American announced it will reduce passenger-carrying capacity in the October-through-December quarter by about 3 percent, compared with late 2010. It cited the weak economy, high fuel costs and more pilots retiring.
Analysts said the move, along with similar recent announcements from United and Delta, showed that airlines were serious about controlling costs. Barclays Capital said Tuesday that it still expects American's parent, AMR Corp., to lose money through next year but not as much, thanks to the reductions.
AMR shares led a rally in airline stocks, rising 18 cents, or 7.1 percent, to $2.71 in trading.
Although investors were encouraged, employees at American had new reasons to worry about their jobs.
"These capacity adjustments could have a significant impact on operations and, unfortunately, could result in employee reductions companywide," said spokesman Tim Smith.
Smith said American was studying whether it could limit the number of furloughs by offering voluntary severance.
American said advance bookings are about in line with last year's, but analysts predict that travel demand probably will weaken in the fourth quarter.
Airlines usually cut capacity by reducing flights or using smaller aircraft. Both result in fewer seats for sale. That should help maintain airfares, a "positive for the airline sector," said Dahlman Rose & Co. analyst Helane Becker.
Even with the fourth-quarter moves, American's capacity for all of 2011 will still be 0.4 percent higher than 2010. But the increase is far smaller than the airline's original plan to grow by 3.5 percent.
American also plans to retire up to 11 Boeing 757 jets next year. It already has fewer pilots to fly its fleet of about 600 planes.

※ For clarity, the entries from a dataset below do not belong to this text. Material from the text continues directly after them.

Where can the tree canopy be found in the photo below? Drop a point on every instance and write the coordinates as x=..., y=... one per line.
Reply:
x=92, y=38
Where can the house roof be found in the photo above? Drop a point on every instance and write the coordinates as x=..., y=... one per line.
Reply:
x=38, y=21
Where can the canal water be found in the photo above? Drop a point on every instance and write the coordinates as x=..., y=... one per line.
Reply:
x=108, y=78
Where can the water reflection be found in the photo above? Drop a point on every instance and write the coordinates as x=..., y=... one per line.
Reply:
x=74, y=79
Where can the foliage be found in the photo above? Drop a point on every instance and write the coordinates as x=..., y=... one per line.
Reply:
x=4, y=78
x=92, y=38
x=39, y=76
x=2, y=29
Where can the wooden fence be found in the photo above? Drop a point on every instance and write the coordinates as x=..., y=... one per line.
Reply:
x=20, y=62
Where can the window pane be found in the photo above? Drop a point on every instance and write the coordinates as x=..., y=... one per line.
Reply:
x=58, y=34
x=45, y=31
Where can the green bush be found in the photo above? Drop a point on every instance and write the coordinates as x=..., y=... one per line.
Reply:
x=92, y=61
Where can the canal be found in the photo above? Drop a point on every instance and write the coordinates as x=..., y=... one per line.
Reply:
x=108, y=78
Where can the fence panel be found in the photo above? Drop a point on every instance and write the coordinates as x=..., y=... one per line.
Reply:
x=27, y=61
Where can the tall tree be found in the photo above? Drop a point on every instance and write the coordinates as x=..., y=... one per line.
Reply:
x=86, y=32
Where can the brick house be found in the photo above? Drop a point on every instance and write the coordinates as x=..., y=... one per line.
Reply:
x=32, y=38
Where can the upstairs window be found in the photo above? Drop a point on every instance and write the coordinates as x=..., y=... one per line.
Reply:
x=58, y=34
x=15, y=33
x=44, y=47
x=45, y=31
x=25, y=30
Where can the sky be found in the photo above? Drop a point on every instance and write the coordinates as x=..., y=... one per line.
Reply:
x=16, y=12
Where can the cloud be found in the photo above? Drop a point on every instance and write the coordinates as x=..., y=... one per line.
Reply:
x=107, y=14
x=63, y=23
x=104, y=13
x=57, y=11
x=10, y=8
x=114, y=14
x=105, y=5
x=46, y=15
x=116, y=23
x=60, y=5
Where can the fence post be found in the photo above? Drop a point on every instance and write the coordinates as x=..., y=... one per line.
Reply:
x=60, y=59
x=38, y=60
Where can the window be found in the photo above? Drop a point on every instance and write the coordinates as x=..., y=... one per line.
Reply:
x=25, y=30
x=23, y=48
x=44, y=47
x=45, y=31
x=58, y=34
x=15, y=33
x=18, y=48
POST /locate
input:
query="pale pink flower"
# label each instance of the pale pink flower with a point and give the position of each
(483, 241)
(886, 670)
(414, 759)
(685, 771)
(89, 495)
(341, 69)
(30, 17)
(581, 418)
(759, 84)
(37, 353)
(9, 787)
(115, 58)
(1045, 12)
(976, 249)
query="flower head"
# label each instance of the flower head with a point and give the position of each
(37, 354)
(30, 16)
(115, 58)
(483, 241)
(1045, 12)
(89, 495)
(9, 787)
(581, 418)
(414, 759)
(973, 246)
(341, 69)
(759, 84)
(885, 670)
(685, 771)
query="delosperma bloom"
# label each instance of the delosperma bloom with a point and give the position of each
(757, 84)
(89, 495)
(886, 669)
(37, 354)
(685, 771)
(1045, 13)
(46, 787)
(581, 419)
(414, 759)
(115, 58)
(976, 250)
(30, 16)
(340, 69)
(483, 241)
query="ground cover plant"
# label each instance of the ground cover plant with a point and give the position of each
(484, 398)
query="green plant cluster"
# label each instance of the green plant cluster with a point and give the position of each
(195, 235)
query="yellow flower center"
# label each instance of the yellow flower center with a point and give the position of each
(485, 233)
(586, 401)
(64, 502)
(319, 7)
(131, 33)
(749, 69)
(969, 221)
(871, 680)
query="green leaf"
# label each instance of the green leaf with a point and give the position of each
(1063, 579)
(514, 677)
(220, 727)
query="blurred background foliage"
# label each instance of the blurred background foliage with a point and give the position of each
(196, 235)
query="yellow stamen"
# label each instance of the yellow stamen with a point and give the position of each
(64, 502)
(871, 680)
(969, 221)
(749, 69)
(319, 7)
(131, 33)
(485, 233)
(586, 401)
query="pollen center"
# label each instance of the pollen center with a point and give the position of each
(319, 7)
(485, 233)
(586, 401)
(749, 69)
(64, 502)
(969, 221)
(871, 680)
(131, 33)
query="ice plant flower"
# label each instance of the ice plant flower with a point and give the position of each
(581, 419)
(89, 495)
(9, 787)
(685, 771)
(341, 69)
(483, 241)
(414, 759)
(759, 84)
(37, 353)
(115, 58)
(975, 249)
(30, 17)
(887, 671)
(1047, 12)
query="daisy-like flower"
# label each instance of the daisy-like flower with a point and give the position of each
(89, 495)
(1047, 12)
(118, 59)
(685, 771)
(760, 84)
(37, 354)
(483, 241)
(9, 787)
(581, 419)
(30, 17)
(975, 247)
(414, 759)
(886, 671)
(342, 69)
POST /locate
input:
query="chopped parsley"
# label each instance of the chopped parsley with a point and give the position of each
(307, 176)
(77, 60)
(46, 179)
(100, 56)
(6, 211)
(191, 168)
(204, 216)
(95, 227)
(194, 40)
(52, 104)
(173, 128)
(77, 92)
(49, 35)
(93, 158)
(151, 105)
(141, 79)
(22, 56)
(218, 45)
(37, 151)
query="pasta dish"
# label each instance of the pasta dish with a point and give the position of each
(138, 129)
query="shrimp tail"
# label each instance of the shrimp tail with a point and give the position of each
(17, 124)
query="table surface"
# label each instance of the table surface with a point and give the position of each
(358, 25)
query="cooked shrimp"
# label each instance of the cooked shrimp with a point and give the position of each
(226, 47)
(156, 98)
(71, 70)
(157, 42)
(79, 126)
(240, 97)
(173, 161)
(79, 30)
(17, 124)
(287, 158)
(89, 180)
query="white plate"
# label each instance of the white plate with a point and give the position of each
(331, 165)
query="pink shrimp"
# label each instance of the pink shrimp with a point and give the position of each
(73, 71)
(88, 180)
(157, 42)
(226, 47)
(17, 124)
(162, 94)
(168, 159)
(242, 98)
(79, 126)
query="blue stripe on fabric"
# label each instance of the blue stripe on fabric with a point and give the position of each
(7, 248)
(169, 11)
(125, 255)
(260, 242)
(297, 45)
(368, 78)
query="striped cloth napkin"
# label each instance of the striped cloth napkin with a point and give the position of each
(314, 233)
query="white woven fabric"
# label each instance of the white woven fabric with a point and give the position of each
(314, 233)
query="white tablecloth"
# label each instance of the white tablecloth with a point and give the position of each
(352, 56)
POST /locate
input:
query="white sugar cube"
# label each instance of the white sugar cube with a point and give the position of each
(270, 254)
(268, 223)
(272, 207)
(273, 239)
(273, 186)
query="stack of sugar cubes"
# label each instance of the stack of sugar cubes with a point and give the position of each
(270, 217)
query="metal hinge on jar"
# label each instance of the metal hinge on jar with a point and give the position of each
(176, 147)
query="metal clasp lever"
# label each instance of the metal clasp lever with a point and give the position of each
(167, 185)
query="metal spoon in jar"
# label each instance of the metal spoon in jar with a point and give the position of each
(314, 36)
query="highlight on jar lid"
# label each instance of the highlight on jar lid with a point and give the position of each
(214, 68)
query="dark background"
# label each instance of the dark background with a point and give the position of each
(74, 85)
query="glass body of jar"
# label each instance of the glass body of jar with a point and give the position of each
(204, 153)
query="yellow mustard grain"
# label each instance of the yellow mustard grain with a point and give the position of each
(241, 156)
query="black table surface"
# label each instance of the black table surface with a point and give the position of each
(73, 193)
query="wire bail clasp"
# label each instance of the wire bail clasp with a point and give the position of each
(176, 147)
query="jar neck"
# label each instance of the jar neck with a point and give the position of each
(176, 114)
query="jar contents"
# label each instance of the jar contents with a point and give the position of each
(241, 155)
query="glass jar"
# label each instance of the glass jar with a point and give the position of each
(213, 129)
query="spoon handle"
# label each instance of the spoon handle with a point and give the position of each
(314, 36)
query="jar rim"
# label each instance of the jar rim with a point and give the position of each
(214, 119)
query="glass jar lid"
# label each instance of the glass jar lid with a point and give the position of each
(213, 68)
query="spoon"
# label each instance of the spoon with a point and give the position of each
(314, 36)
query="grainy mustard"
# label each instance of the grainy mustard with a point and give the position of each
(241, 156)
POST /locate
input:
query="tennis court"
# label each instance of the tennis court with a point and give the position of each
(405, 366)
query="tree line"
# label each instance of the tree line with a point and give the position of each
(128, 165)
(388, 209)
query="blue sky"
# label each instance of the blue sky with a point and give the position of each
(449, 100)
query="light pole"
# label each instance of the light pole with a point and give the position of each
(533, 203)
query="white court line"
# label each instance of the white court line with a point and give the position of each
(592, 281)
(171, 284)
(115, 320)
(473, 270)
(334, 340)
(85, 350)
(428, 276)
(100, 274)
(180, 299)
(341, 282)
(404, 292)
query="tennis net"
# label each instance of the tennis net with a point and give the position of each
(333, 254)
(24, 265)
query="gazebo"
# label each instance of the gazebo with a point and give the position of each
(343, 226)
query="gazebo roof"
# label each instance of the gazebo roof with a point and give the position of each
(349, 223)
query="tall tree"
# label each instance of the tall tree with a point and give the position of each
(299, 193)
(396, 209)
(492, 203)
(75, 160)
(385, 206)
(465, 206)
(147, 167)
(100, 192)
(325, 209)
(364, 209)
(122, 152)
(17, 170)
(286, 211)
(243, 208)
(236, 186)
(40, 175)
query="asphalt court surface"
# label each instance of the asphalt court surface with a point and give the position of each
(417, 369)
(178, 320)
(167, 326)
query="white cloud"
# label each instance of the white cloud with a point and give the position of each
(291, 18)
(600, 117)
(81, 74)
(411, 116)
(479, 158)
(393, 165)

In the past two months, 240 American pilots have retired about 10 times the normal rate. They are taking advantage of an unusual contract clause that lets them lock in the value of some pension benefits before the recent stock market slump.
American parent AMR Corp. was the only major U.S. airline to lose money last year and is expected to keep posting losses through next year. High fuel prices have hurt American, which has a relatively old and inefficient fleet, and the company says that its labor costs are higher than those of competitors.